Frequently Asked Questions

How is Skyvern different from traditional RPA tools?

Traditional RPA tools typically rely on recording and playback techniques or scripts based on XPath/CSS selectors—methods that often fail when website layouts change. Skyvern uses LLMs and computer vision to understand web page content, adapt to layout changes, handle never-before-seen websites, and employ reasoning capabilities for complex situations.

Can Skyvern handle websites that require login?

Yes, Skyvern supports multiple authentication methods, including username/password login and two-factor authentication (2FA).
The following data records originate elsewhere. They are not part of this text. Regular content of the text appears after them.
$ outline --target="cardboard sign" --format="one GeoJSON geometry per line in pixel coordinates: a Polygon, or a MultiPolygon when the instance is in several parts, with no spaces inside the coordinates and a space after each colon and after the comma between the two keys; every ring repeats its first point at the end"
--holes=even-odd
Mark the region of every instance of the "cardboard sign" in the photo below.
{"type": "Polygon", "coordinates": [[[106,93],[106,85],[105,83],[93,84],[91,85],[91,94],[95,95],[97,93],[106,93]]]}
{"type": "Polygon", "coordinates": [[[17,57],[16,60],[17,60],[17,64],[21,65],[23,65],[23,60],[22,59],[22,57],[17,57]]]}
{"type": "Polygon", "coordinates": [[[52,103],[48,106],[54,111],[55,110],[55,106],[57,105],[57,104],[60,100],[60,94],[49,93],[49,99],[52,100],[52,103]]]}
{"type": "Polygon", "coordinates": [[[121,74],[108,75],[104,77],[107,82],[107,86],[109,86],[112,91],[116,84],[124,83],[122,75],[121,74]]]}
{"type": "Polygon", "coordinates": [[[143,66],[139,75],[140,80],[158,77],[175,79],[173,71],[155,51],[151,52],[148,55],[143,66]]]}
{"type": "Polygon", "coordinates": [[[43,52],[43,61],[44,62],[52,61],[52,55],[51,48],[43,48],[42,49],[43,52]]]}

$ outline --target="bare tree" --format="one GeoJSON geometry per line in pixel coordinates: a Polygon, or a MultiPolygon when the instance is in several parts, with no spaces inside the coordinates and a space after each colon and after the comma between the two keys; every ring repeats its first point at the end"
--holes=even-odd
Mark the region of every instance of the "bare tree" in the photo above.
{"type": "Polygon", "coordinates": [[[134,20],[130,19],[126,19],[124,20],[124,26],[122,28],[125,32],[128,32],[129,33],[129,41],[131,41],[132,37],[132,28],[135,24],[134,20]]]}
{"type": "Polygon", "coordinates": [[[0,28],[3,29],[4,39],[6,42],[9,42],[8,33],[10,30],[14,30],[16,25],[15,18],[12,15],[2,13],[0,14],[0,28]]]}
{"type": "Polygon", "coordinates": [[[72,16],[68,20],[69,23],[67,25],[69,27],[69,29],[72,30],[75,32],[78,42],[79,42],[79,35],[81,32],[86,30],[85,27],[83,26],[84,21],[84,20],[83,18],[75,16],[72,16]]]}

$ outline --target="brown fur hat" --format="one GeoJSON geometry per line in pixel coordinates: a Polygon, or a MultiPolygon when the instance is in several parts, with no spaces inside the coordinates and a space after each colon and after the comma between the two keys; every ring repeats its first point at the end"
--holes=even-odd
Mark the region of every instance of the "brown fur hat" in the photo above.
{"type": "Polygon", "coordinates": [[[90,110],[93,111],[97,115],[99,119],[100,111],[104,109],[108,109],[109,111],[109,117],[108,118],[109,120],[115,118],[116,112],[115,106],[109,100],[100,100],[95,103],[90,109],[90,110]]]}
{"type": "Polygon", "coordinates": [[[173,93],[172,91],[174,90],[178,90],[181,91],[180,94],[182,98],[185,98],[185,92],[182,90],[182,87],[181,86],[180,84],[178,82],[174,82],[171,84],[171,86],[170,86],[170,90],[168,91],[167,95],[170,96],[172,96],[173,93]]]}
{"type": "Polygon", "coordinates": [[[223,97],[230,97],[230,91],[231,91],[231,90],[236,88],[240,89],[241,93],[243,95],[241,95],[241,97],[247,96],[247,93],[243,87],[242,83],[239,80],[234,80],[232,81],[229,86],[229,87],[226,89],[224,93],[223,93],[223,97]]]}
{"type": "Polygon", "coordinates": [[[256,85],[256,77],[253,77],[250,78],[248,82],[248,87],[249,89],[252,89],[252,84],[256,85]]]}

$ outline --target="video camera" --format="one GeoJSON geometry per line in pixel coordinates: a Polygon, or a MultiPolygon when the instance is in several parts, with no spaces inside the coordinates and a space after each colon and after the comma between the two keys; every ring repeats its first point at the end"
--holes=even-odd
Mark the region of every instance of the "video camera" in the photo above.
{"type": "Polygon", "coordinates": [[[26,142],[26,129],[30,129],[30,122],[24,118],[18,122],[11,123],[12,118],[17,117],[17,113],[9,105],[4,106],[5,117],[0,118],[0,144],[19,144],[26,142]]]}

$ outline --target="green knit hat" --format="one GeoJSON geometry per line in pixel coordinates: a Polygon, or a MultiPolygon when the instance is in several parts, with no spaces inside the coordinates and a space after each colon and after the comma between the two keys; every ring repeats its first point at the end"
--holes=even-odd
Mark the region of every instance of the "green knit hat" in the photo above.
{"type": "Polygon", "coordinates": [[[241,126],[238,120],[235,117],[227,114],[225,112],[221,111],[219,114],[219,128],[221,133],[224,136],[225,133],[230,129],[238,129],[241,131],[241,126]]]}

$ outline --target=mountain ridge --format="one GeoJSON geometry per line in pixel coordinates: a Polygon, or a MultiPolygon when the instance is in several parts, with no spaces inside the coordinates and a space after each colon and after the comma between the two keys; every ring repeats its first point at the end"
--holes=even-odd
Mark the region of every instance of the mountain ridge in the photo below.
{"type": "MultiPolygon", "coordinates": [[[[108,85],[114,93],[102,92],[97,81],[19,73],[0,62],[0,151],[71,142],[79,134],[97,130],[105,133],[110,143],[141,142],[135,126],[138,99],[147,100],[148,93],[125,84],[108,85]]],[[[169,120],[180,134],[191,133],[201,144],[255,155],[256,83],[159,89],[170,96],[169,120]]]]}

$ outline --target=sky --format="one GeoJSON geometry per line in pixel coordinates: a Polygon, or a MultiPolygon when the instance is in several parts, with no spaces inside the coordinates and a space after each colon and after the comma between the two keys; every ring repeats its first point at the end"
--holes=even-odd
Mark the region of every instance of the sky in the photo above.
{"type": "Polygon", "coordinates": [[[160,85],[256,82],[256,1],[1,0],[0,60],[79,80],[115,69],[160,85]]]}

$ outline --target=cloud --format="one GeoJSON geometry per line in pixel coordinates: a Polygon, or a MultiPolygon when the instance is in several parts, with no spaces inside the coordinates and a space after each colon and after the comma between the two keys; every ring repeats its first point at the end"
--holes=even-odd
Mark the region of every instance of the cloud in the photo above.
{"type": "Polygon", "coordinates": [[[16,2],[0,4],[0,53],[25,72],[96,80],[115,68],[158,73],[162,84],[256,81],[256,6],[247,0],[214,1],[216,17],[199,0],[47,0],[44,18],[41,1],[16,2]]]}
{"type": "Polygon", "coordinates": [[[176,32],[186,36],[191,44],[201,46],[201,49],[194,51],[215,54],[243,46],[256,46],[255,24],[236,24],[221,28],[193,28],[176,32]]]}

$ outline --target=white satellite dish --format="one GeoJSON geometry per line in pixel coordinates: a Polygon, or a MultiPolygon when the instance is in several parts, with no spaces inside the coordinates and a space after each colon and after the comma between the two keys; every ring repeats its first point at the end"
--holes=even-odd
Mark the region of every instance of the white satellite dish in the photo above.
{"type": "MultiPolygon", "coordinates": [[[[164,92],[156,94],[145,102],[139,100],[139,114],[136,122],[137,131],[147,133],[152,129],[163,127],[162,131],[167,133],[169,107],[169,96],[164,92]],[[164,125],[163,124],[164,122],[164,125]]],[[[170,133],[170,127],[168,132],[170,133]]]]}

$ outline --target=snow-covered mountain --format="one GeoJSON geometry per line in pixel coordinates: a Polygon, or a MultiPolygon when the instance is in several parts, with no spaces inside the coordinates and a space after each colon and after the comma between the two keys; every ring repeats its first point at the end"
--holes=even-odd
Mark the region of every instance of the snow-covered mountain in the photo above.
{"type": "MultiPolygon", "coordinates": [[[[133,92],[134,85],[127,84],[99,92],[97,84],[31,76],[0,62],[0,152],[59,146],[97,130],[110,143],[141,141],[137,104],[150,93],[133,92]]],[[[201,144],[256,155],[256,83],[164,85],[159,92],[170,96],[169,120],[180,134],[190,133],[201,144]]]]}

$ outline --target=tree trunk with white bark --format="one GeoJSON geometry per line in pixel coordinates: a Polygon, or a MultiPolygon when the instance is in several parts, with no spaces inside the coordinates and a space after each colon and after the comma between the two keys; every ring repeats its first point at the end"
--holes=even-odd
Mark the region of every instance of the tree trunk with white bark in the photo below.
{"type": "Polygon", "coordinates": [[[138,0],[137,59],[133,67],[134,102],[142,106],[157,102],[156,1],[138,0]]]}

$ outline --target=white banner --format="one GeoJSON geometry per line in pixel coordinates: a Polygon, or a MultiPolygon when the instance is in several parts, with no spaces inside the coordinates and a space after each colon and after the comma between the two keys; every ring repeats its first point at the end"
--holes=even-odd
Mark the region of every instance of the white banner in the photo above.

It supports QR code-based, email-based, and SMS-based 2FA, and can integrate with password managers like Bitwarden.

How does Skyvern ensure data security?

When using local deployment, all data remains in your environment. Skyvern’s open-source version doesn’t include the anti-bot detection features available in the cloud service, but the core automation logic is identical. If you have licensing questions, you can contact the support team.

Which browsers does Skyvern support?

Skyvern is primarily optimized for Chromium-based browsers (like Google Chrome, Microsoft Edge) and interacts with browsers through Chrome DevTools Protocol (CDP). It supports connecting to both local and remote browser instances.

What if Skyvern gets stuck while executing a task?

Skyvern provides multiple debugging tools:

  • Live streaming functionality lets you observe the execution process
  • Detailed task history allows reviewing each operation step
  • You can intervene in task execution through UI or code
  • Comprehensive logging helps diagnose issues

How well does Skyvern perform?

According to WebBench benchmark tests, Skyvern achieves 64.4% accuracy on overall tasks, with particularly outstanding performance on “write” tasks (like form filling, login, file downloads, etc.), which are core requirements for RPA scenarios.

Can Skyvern’s behavior be customized?

Yes, Skyvern offers multiple customization methods:

  • Define output format through data extraction schemas
  • Define stopping conditions through error codes
  • Support for custom workflows combining multiple tasks
  • Integration of custom code blocks

Conclusion

Skyvern represents a significant advancement in the field of browser automation. By combining LLMs and computer vision, it addresses the fundamental limitations of traditional automation methods. It doesn’t require writing specific code for each website, can adapt to website layout changes, and possesses the ability to handle complex situations.

Whether you’re a business looking to automate repetitive workflows or a developer seeking more reliable browser automation solutions, Skyvern is worth trying. Its open-source version provides complete core functionality, while the cloud service offers convenience for users who don’t want to manage infrastructure.

As AI technology continues to evolve, tools like Skyvern have the potential to fundamentally change how we interact with web applications, freeing people from repetitive tasks and allowing them to focus on more valuable work.